6) Take ALL the shrimp shells out, but leave the bouquet garni (I warned you to tie them well, otherwise you have to chase them around and fish them out from shrimp shells pile…not fun.)
7) Increase the heat to high again. Add the mushrooms, tomatoes, young coconut and the prawns or shrimp.
If you want your Tom Yum to be quite hot and spicy, you can add chilies right now, but if you want it somewhat spicy but don’t want it to kill your guests or family members, WAIT! To make it even spicier, crush the chilies before you add them in.
8) Let it come back to a boil, then turn off the heat right away.
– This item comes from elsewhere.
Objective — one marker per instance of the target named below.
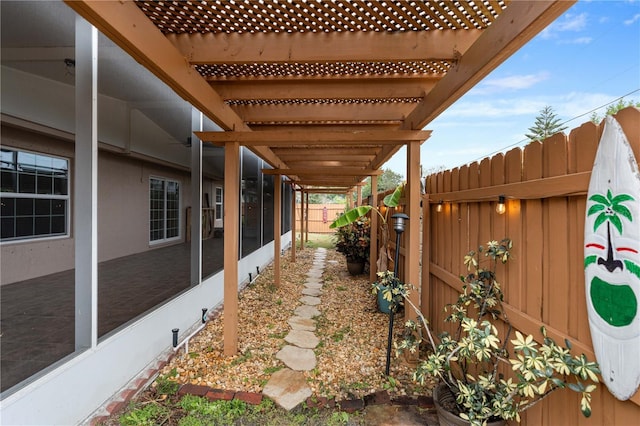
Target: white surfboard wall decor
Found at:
(612, 261)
Now add Nam Phrik Pao, crushed chilies, lime juice, and if you want to use milk or coconut milk to make it creamy, you add it right now. Before you serve, garnish with green onion and cilantro.
9) If I have to tell you what else to do after this (eating!)…your Tom Yum probably doesn’t smell good enough. Go back to the beginning and start over :-p heehee…
Several ways to enjoy your Tom Yum Koong:
– Eat it with white rice and Khai Jiaow, the Thai style deep fried omlette
– Cook noodles of your choice and add them to the soup, and maybe throw in a soft-boiled egg
– Eat it plain (Have a lot of tissues on the side so you can blow your nose whenever the chilies get to you. You’re in your own home, right?)